İlaç kullanımına bağlı gelişen hıçkırık: Kanser tedavisinde kullanılan ilaçlar genellikle diyafram sinirlerini tetiklediği için hıçkırığa neden olmaktadırlar. Bunun dışında Parkinson hastalarının bir kısmı da hastalık sürecinde kullanılan ilaçların etkisiyle hıçkırık sorunu yaşayabilmektedirler. Ayrıca sigara içen bireyler de sürekli olarak hava yutmalarından kaynaklı bu sorunla karşı karşıya kalabilmektedirler.
Tüm bunların yanı sıra aşırı yemek tüketimi, çok gülmek, yoğun stres ve gebelik gibi durumlar da hıçkırığı tetiklemektedir.
Uzun süreli durumlarda mutlaka bir uzmana danışın!
Hıçkırık 48 saatten daha uzun sürüyorsa mutlaka bir hekime görünmek gerekir. Mevcut durum tespiti yapıldıktan sonra kas gevşetici türden ilaçlar verilebilir. Boyunda yer alan karotis damarlarının rahatlaması için masaj da etkili bir yöntemdir. Bu sayede hıçkırık giderilebilir. Ancak boyun oldukça hassas bir bölge olmasından dolayı masajın profesyonel biri tarafından yapılması önerilmektedir. İlaç tedavisi ya da masajın etkisiz kaldığı durumlarda ise inatla devam eden hıçkırık için cerrahi müdahale de gerekebilir.
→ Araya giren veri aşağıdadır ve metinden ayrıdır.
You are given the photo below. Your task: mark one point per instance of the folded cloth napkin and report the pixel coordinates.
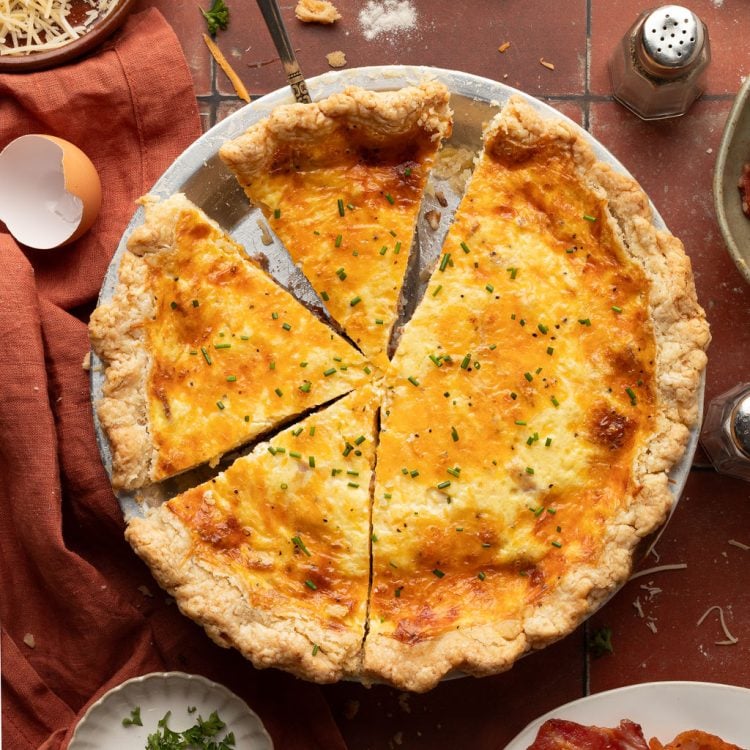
(79, 612)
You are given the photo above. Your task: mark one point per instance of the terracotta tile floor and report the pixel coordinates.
(674, 162)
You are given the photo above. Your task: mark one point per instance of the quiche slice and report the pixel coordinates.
(340, 181)
(543, 389)
(203, 350)
(272, 556)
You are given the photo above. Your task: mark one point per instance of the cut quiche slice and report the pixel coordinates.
(272, 556)
(340, 181)
(539, 396)
(203, 350)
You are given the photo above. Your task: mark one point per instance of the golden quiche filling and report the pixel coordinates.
(341, 182)
(472, 499)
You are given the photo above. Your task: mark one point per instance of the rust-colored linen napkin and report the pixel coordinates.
(79, 612)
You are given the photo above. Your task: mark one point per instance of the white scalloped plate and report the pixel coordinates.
(156, 693)
(663, 709)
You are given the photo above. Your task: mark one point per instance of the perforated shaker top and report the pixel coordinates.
(672, 36)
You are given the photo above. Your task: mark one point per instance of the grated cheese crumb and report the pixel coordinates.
(730, 639)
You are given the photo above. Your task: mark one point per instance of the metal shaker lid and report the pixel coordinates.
(740, 424)
(672, 37)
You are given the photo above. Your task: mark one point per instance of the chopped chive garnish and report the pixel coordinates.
(300, 545)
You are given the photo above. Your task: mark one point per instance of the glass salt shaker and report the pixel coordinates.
(726, 432)
(657, 70)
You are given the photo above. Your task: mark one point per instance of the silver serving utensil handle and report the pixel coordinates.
(275, 23)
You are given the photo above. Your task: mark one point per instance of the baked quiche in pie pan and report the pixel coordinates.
(392, 386)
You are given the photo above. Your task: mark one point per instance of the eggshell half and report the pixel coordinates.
(50, 192)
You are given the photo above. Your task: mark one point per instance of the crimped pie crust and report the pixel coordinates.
(681, 336)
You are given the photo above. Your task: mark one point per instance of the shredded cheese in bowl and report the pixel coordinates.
(40, 25)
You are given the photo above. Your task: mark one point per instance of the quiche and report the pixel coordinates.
(203, 350)
(340, 182)
(272, 555)
(539, 396)
(476, 496)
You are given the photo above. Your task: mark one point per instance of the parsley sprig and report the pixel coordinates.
(217, 16)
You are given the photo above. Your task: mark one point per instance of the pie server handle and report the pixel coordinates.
(275, 24)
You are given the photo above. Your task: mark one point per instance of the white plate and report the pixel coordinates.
(101, 726)
(663, 709)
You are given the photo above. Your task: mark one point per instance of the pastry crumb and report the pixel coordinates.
(336, 59)
(316, 11)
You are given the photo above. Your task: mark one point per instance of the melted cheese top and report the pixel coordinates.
(232, 353)
(346, 213)
(522, 387)
(291, 519)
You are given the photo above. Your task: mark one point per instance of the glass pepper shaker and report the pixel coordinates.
(726, 432)
(658, 68)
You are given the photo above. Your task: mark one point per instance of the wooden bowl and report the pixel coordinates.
(100, 30)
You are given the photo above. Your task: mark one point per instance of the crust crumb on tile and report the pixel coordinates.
(336, 59)
(316, 11)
Eğer hıçkırık psikolojik bir sebepten ortaya çıktıysa durumu bir uzman eşliğinde hipnoz terapisiyle ortadan kaldırmak mümkün.
Hıçkırığınızı geçirmek için bu önerilere kulak verin…
- Buzlu su yardımı ile boğazdaki glottis spazmı çözülebilir,
- Özellikle yaşlılarda aç karınla karanfil çiğnemek oldukça etkilidir,
- Yemek yerken konuşmak ya da hızlı hızlı yemek hıçkırığı tetiklemektedir. Dolayısıyla yavaş yavaş konuşmak ve kararında bir sürede yemeği yemek gerekir,
- Aşırı gülmekten kaçının,
- Aç karınla sigara kullanmayın,
- Poşet ya da kese kâğıdı yardımıyla nefes alıp vererek hıçkırığı engellemek mümkün,
- Son olarak nefesinizi belli bir süre tutarak diyaframı yanıltabilir ve soluklanma ritminizi normale döndürebilirsiniz.